I switched to a female Uro and she is much more sympathetic than the other uro's I had! But we can't put all male Uros in a box because there was a person here whose Uro was male and his wife had IC! He was very sympathetic having seen the disease up close and personal! I pray that you get an Uro that is amazing!

I'm so glad that you replaced your heating pad(truly an IC patients' bff)!

Aleet7

I think you might be talking about my Dr. His wife has IC. But, he is a Gyn, not a Uro. However, he is my IC Dr. But, having a Dr. whose wife has IC can cut both ways. Yes, he is more knowledgable than most about IC, since he has a personal interest in it as well as a professional interest in it. And he is more than willing to try most anything.....except pain meds, (like many Drs.) Another problem is that apparently, his wife's case is very mild. She also doesnt have alot of pain with hers and manages her IC primarily with the IC Diet and the most basic IC tools, (like Prelief, Elmiron, Elavil, and Prosed.) So, unfortunately, b/c SHE doesnt have alot of pain or need alot of the other kinds of meds, he has a tendency to compartmentalize all IC patients and think that everyone else should manage without pain meds too. (She is even able to still work full-time despite having IC, so that should tell you something about the severity of her case too.)

All in all, he is a good Dr. and mostly very compassionate and sympathetic with one GLARING exception......pain meds. He wouldnt r/x them to me at all for several years. Although, he was up-to-date regarding treatments and the other meds and would bend over backwards to do anything else for me. Finally, after many years, and after we had literally tried everything else, he agreed to refer me to a Pain Mgmt Dr. So, now that I have pain meds and get them elsewhere so I no longer have to ask him for them, I have the best of both worlds.....a knowledgable, compassionate IC Dr and a Pain Dr.

I am not sure if my Dr. was the one you were referring to, but I havent seen any posts by anyone else who has a Dr. who has a spouse with IC. So, I am pretty sure you were talking about my Dr. But, either way, just thought I would mention that there is also a downside to having a Dr. whose wife has IC.
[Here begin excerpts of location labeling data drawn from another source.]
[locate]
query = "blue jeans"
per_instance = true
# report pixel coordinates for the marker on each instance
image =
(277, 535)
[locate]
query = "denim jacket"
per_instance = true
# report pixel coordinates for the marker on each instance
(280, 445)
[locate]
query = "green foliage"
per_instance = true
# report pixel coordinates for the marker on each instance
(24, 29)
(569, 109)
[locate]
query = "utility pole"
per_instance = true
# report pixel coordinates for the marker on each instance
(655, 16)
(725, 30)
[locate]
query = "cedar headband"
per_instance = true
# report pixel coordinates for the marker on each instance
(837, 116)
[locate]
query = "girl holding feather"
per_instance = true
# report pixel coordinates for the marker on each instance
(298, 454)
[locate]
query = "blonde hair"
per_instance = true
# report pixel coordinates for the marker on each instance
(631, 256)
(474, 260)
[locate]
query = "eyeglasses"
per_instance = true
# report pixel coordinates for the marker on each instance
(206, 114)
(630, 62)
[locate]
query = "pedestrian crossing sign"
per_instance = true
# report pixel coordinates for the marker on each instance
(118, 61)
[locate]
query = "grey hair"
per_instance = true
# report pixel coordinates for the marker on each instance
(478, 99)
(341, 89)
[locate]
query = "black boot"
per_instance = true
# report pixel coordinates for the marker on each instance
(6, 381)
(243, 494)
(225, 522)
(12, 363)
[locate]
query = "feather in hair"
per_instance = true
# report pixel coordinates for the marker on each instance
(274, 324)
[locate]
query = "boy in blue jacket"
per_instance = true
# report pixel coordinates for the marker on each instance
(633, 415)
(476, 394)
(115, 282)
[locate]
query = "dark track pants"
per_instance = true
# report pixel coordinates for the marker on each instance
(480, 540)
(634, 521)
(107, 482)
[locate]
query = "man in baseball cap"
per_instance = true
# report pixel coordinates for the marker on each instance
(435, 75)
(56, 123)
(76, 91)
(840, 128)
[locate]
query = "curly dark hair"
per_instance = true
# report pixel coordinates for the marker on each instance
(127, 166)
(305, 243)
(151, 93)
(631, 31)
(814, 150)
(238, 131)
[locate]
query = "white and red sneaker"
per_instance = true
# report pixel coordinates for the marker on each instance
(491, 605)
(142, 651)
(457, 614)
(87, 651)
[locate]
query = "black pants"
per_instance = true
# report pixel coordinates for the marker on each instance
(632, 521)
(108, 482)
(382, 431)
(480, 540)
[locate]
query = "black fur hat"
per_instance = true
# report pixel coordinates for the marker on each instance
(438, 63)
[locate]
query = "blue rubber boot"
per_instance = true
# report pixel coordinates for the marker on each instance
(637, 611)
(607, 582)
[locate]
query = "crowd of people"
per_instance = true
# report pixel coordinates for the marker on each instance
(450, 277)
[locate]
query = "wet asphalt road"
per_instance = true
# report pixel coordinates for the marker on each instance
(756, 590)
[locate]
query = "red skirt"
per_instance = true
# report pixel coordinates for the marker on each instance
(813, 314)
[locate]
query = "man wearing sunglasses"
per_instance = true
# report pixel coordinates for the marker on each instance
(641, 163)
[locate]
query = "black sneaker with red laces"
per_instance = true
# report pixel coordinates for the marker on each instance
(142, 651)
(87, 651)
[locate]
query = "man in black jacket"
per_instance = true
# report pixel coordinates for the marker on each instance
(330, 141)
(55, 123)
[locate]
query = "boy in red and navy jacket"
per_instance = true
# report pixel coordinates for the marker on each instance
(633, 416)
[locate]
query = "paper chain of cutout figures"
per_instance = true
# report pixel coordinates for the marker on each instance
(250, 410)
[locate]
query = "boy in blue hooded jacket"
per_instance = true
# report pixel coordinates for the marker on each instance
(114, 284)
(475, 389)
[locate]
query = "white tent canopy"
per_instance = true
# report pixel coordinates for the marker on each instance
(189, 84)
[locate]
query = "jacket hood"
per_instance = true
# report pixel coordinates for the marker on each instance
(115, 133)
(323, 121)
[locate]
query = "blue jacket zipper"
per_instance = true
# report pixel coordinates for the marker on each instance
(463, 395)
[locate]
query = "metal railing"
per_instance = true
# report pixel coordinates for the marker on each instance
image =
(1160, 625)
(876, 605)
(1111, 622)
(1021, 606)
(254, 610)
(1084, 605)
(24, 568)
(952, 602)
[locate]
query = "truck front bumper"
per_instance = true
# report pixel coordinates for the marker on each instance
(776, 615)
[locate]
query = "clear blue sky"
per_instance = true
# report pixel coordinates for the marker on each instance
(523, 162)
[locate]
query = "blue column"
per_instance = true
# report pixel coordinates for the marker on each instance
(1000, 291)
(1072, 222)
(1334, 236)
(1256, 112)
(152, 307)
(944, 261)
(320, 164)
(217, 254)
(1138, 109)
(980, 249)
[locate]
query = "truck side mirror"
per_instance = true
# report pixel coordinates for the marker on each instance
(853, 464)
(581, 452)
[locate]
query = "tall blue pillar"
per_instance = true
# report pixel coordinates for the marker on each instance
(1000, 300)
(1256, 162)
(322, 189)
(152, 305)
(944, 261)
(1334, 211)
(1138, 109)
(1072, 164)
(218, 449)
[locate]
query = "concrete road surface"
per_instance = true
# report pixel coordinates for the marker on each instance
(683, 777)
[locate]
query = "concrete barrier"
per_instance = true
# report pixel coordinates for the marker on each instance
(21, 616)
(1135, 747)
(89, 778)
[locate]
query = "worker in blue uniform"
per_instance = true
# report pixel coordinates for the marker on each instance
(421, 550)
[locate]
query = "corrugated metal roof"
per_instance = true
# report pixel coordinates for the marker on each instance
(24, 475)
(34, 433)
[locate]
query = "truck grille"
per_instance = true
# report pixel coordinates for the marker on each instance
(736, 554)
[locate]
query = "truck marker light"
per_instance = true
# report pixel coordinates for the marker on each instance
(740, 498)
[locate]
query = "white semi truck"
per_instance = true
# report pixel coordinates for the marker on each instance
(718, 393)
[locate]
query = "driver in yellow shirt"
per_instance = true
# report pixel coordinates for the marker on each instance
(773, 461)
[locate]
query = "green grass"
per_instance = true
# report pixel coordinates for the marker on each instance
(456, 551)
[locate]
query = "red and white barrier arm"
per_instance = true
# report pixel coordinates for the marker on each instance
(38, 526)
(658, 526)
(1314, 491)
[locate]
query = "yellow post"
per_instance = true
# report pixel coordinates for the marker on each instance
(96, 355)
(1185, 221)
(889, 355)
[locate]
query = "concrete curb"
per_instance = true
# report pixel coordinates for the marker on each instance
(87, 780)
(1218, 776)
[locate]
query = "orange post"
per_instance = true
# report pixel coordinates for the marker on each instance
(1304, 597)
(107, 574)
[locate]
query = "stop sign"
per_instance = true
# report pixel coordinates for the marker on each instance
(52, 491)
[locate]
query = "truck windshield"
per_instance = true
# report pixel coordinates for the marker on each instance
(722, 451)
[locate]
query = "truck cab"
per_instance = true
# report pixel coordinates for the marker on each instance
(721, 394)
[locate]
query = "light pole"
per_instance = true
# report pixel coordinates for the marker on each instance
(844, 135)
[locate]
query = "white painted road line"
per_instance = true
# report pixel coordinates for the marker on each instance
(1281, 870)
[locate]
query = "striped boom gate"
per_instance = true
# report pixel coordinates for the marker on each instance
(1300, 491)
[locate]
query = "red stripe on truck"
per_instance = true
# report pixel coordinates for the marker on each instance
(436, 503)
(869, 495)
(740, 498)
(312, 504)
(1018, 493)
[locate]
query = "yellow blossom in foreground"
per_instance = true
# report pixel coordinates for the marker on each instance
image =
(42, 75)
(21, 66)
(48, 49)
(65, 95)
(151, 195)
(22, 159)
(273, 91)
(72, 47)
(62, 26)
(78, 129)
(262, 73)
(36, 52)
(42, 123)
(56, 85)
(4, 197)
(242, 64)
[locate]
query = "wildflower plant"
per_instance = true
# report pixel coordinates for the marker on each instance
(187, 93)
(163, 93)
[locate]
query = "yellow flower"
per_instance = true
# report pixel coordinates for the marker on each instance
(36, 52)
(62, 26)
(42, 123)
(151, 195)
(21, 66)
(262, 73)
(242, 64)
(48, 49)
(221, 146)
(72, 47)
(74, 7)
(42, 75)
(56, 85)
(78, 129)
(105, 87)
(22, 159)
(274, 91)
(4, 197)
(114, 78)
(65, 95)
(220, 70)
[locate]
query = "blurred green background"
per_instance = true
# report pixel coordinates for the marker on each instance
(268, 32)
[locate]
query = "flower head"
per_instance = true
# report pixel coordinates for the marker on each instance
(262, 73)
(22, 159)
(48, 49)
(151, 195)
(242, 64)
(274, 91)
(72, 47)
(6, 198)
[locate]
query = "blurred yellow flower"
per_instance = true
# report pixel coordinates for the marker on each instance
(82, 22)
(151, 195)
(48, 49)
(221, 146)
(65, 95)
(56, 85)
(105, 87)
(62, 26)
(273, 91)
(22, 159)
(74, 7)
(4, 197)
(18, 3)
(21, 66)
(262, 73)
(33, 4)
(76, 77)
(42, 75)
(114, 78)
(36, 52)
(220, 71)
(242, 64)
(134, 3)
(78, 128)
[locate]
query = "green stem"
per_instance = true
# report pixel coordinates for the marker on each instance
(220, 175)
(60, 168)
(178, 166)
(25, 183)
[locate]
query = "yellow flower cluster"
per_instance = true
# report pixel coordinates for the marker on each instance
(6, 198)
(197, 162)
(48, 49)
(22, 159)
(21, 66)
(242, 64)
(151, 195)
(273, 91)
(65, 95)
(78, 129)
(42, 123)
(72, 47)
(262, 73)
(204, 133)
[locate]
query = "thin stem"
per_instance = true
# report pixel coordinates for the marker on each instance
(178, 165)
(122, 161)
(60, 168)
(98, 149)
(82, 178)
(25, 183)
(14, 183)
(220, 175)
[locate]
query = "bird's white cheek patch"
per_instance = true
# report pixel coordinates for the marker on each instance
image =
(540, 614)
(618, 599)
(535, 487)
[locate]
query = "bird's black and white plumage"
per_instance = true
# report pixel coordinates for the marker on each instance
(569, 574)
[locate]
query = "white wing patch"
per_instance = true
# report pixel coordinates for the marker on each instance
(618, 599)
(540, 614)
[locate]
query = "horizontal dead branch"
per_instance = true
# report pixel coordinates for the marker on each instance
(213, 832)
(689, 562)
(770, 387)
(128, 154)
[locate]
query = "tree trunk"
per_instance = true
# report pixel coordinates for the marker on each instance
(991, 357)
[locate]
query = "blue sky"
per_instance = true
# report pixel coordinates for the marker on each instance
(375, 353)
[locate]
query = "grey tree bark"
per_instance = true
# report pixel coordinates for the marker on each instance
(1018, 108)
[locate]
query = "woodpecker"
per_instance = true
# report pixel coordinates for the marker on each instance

In fact I was referring to your doc. I think it's like looking for a needle in a haystack to find a doc very knowledgeable of IC and compassionate at the same time! No one answer seems to fit here. My Uro is more knowledgeable yet does NOT believe in pain meds as treatment for IC. I am worn out running from doc to doc! My primary doc is great but does not and will not prescribe pain meds for me...I guess I have to live without pain meds! If I have a flare...I have nothing to help me through the rough times. Nevertheless, I continue to pray for a cure!:-(

I suppose the dream doc would be one that has a wife who has severe IC or a doc that has severe IC themself....go figure!

Aleet7

So even though neither your Uro and your PCP will r/x pain meds for you, neither one is willing to refer you to a pain clinic either? That was may problem for a long time too. My PCP knows I go to a pain clinic, but wouldnt refer me there himself and still fusses about me taking them any time I go to his office for anything. And my Gyno (who treats my IC), he wouldnt refer me either for several years, but finally relented and gave me a referral to the pain Clinic after about 4 YEARS. But, like I said, he is great about everything else. (He even finally agreed to let me try to do the instills at home after I'd been going to his office 3 x a week to get them for about 4 years.) He didnt have any other patient that did them at home at that time, but after he saw I was successful with it, he starting letting others do them at home too. But, like you, I wish one of my Drs would r/x the pain meds, so then at least I wouldnt have to drive 5 hours round trip to the pain clinic once a month. But, they just arent comfortable r/xing them for chronic pain. However, I am glad that he at least gave me the referral (finally) so I can get them now.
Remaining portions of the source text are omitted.